Many obstacles remain, particularly given India’s history of bureaucracy, excessive financial leverage and loss-making, subsidised discoms, but Adani in particular is buying in to the transformation.

Key elements of Adani’s strategic pivot include:

  • A demerger of Adani Ports and Adani Power from Adani Enterprises to simplify the Adani Group structure and improve the transparency and free float of three of the listed entities;
  • Adani Enterprises’ plan to move into upstream solar module manufacturing and into downstream solar project development. These include a proposed US$4bn solar manufacturing joint venture with Sun Edison and a 10GW solar park in Rajasthan in joint venture with the Rajasthan government;
  • Adani Enterprises’ aim to separately list Adani Transmissions after several years of heavy capital investment; and
  • Adani Ports’ continued heavy investment in its strongly performing Indian ports operation, undertaking a series of acquisitions and greenfield terminal developments to position the group to best advantage it for the expected acceleration in economic activity across India.
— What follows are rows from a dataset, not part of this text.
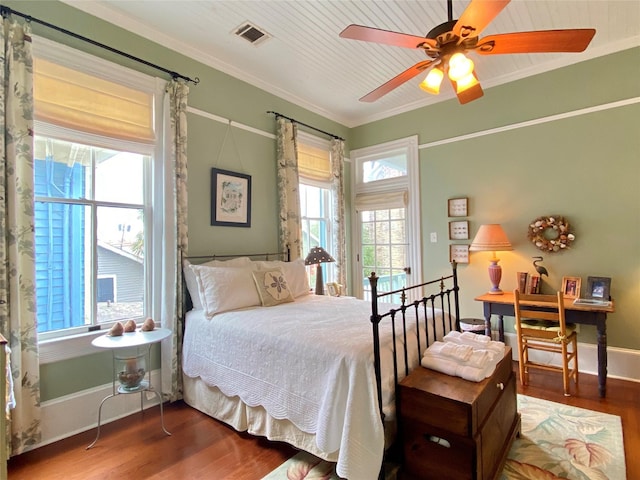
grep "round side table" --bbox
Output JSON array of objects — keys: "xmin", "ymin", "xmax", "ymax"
[{"xmin": 87, "ymin": 327, "xmax": 172, "ymax": 449}]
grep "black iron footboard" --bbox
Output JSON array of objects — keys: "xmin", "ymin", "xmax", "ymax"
[{"xmin": 369, "ymin": 261, "xmax": 460, "ymax": 423}]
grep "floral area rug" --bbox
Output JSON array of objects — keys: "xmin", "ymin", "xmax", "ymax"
[
  {"xmin": 261, "ymin": 395, "xmax": 625, "ymax": 480},
  {"xmin": 500, "ymin": 395, "xmax": 625, "ymax": 480}
]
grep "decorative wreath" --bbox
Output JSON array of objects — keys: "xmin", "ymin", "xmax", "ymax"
[{"xmin": 527, "ymin": 215, "xmax": 575, "ymax": 253}]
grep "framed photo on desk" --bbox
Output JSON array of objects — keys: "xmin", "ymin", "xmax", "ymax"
[
  {"xmin": 586, "ymin": 276, "xmax": 611, "ymax": 301},
  {"xmin": 561, "ymin": 276, "xmax": 581, "ymax": 299}
]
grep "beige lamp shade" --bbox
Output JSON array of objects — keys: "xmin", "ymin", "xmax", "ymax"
[
  {"xmin": 470, "ymin": 224, "xmax": 513, "ymax": 295},
  {"xmin": 469, "ymin": 224, "xmax": 513, "ymax": 252}
]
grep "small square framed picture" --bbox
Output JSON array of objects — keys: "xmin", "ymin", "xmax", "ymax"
[
  {"xmin": 449, "ymin": 220, "xmax": 469, "ymax": 240},
  {"xmin": 449, "ymin": 244, "xmax": 469, "ymax": 264},
  {"xmin": 561, "ymin": 276, "xmax": 581, "ymax": 299},
  {"xmin": 448, "ymin": 197, "xmax": 468, "ymax": 217},
  {"xmin": 586, "ymin": 276, "xmax": 611, "ymax": 300}
]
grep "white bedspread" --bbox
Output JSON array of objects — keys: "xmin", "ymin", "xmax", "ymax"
[{"xmin": 182, "ymin": 294, "xmax": 448, "ymax": 480}]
While Adani Enterprise’s bidding in the current Indian coal deposit auctions marks Adani’s move into domestic Indian coal mining, Minister Goyal’s plan to cease thermal coal imports and diversify the electricity sector away from coal in total raises significant questions over any remaining strategic rationale to invest US$10bn in the company’s Carmichael coal project in the Galilee Basin of Australia.

“Overall, the restructure increases free float, transparency and simplicity,” said Buckley. “This is a positive in terms of enhancing the equity market value and has been reflected in the significant outperformance of Adani Enterprises relative to the Indian equity market in the first three months of 2015.”

“However, driven by structural changes in both the Indian electricity market and the global seaborne thermal coal sector, Carmichael is already a stranded asset in the making. With Adani Enterprise’s post-restructure market capitalisation of US$2.5bn – equating to an 80% reduction – attracting finance for the Australian mine proposal looks increasingly remote,” Buckley said.

“Furthermore, post-restructure, Adani Enterprises does not own or control any coal-fired power plants and as such will no longer be a vertically integrated coal-to-electricity company. As a consequence, the board of each company has a fiduciary duty to represent their own unique shareholders and will require arms length transactions by the separate and independent listed companies.”

“In addition, with Adani Enterprises also focusing on two major new solar proposals costing US$9bn, Adani Enterprises financing will be constrained and hence Carmichael will likely be collateral damage.”